Scientific classification
- Kingdom: Animalia
- Phylum: Chordata
- Class: Mammalia
- Order: Chiroptera
- Family: Pteropodidae
- Genus: Dobsonia
- Species: D. beauforti
- Binomial name: Dobsonia beauforti Bergmans, 1975

= Beaufort's naked-backed fruit bat =

- Genus: Dobsonia
- Species: beauforti
- Authority: Bergmans, 1975
- Conservation status: LC

Species of bat

Beaufort's naked-backed fruit bat (Dobsonia beauforti) is a species of megabat in the family Pteropodidae. It roosts in caves.

==Taxonomy and etymology==
Beaufort's naked-backed fruit bat was described as a new species in 1975 by W. Bergmans. The holotype was collected in 1909 by Lieven Ferdinand de Beaufort in Waigeo, Indonesia.
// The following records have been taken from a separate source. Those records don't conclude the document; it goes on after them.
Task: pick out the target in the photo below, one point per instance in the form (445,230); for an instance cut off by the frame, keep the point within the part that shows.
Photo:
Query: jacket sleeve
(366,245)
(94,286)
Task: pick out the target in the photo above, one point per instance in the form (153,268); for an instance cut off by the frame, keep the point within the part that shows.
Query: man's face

De Beaufort is the eponym for the species name "beauforti."

==Description==
Its ears, flight membranes, and back lacks fur. Its forearm length is 99.6-111.4 mm. It is sexually dimorphic, with males larger than females. Males are also a bright, yellowish-green in contrast to the drab brown fur of the females. It is similar in appearance to the greenish naked-backed fruit bat, with which it may be confused.

==Range and habitat==
It is endemic to Indonesia, where its range includes the Raja Ampat, Biak, and Supiori islands in Cenderawasih Bay.

==Conservation==
As of 2016, it is listed as a least-concern species by the IUCN.